7.3.05

"Muslim Ethos In Indian Cinema"

Iqbal Masud has an interesting analysis of Indian Cinema, from a Muslim perspective.

Screen:
In the 70s, a new stereotype began to emerge. This was the common or garden Muslim. He would be a model of loyalty and discipline and when he died it would be with the Kalma (or Proclamation of Faith) on his lips. He no longer talked the flowery Urdu of the Shahenshah and the Nawabs but the patois of the street.

As mentioned earlier, Salim and Javed contributed to the toughening of the language. But Kader Khan as writer and Amjad Khan as the archetypal villain carried it further.

Kader Khan in Muqaddar Ka Sikandar and later on in Coolie introduced a note of religious mysticism. In Muqaddar ..., Amitabh Bachchan does not play a ‘Muslim’ role but he evokes the nuances to build up the portrait of a Dervish fulfilling an exalted mission. In Coolie, he portrays a Muslim coolie who becomes a revolutionary.
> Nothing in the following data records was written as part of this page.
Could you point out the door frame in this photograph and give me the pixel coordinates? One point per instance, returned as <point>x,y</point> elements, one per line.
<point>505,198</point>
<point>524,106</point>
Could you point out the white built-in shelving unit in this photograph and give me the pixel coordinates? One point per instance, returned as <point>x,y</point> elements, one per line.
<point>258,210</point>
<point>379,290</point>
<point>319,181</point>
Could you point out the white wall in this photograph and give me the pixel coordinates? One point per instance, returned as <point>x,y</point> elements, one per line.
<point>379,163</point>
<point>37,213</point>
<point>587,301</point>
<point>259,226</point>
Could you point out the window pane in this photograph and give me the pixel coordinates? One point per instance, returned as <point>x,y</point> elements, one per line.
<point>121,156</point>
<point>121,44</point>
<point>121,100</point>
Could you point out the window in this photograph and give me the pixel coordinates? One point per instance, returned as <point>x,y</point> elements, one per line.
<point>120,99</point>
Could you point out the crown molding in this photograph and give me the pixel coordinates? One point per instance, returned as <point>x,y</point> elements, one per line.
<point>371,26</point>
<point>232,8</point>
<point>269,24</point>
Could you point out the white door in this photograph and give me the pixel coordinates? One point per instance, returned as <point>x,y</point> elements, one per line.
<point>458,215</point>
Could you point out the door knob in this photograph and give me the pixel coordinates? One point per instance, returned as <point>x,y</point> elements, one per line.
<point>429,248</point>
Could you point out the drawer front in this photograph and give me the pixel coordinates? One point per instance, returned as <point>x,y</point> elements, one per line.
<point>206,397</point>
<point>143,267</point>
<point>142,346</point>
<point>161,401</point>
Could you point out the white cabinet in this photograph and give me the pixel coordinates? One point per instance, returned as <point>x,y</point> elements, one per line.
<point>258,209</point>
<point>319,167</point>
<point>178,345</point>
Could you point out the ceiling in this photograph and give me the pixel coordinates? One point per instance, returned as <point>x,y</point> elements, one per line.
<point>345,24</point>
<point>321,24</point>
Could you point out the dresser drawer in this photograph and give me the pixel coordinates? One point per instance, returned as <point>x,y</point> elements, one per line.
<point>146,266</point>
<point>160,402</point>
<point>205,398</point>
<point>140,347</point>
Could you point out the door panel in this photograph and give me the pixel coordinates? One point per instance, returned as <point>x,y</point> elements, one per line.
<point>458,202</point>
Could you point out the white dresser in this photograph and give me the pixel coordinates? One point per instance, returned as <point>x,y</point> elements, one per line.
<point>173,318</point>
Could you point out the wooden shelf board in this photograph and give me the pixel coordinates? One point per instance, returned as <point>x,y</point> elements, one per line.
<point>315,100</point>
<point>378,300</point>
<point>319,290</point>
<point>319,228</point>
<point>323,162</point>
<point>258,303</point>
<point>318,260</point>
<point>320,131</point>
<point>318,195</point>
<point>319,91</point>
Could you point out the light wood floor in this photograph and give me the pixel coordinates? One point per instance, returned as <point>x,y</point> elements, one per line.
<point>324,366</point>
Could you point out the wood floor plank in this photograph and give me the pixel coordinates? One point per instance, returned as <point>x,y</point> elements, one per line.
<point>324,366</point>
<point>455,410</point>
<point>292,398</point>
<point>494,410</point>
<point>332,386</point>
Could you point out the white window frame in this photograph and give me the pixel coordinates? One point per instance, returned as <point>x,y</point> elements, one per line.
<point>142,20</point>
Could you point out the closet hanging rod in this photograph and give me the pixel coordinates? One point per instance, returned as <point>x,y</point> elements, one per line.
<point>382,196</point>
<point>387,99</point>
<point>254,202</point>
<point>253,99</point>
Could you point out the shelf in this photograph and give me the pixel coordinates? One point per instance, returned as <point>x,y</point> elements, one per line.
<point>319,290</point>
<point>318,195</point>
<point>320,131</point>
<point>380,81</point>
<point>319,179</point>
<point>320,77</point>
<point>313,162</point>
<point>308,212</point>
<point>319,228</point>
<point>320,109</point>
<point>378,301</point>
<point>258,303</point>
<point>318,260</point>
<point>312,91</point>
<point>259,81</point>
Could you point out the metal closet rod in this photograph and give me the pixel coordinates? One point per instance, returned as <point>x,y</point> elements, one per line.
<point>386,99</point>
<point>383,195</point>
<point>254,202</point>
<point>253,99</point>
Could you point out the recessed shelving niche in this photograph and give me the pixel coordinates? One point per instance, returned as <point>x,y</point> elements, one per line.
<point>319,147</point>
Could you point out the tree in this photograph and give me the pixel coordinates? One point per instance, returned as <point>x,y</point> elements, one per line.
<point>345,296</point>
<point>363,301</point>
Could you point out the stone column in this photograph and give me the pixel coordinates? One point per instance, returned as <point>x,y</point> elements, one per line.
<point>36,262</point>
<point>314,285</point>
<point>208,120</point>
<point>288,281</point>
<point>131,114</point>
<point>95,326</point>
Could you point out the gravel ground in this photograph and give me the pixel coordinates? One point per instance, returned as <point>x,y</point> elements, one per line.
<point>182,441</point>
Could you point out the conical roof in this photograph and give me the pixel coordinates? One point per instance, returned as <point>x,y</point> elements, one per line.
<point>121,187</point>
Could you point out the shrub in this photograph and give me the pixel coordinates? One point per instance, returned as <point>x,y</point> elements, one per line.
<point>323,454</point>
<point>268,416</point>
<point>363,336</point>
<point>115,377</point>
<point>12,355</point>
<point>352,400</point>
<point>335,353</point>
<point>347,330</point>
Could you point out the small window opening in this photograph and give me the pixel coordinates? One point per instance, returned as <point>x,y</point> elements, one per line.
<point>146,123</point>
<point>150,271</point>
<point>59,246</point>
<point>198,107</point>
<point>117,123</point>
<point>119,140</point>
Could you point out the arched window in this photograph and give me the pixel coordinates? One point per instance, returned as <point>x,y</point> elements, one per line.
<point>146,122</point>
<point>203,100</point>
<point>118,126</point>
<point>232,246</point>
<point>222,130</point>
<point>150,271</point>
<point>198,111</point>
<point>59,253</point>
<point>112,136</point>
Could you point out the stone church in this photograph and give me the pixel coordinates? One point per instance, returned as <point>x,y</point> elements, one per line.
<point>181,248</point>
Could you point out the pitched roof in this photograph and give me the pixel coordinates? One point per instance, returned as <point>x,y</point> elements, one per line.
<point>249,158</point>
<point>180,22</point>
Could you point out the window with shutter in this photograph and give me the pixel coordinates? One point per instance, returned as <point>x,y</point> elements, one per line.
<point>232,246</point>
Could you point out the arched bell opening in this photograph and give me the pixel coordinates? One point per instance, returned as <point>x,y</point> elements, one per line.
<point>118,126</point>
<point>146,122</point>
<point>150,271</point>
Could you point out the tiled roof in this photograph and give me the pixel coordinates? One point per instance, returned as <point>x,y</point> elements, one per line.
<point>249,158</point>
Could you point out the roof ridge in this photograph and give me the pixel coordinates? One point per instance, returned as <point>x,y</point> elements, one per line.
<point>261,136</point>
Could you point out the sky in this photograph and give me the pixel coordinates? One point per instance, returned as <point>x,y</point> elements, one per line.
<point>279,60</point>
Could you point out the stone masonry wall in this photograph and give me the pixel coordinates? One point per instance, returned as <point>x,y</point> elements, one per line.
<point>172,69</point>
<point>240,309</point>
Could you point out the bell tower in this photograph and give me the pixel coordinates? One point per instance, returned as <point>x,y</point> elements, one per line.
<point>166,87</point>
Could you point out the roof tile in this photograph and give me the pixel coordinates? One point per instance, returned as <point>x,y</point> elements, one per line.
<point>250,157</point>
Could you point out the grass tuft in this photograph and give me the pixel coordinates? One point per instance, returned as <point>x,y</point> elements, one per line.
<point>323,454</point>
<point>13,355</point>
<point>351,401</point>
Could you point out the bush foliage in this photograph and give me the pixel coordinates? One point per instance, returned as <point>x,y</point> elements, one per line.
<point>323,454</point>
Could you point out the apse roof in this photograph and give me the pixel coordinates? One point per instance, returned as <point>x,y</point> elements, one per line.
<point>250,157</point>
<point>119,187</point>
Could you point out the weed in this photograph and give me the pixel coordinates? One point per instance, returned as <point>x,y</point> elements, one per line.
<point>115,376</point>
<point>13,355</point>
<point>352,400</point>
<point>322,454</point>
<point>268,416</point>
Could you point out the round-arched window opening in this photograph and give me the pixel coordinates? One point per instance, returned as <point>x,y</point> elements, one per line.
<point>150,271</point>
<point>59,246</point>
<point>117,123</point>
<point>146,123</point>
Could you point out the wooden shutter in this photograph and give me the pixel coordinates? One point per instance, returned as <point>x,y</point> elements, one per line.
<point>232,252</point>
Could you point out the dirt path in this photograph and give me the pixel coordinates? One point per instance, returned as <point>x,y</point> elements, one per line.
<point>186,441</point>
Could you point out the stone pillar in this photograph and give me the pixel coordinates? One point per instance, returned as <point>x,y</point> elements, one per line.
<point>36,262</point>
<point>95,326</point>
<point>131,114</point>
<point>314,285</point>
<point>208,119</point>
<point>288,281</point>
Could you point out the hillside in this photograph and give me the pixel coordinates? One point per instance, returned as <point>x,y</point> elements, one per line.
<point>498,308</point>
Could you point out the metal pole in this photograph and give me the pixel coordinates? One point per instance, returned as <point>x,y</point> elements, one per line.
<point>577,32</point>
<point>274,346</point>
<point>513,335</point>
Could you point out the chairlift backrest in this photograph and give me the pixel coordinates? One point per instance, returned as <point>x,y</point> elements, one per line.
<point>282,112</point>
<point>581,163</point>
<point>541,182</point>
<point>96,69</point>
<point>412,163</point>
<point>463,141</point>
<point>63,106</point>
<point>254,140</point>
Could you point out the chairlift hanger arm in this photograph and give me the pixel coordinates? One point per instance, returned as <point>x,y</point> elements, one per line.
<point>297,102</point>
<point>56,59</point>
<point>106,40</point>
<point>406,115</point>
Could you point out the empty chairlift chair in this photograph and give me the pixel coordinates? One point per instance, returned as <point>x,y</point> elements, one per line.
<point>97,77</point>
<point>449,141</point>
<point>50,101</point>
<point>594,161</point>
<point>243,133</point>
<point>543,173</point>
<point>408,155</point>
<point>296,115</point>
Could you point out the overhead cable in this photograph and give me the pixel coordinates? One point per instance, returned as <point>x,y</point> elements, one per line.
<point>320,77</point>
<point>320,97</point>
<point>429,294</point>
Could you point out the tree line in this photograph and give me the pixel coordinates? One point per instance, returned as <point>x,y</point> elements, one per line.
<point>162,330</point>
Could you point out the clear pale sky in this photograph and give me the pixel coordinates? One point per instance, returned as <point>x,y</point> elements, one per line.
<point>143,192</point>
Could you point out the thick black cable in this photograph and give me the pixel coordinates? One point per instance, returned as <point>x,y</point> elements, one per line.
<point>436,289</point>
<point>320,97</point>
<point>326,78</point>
The old Mehboob syndrome of Muslim radicalism is reproduced in Coolie. Amitabh carries a hawk named Allah Rakha on his wrist. This is a direct reference to poet Iqbal’s hawk (Shaheen) a central symbol in his poetry. Shaheen for Iqbal represented the aspiring, soaring spirit of man as in the line. ‘Tu Shaheen hai parwaz hai kaam tera...’ (you are a hawk, your destiny is flight).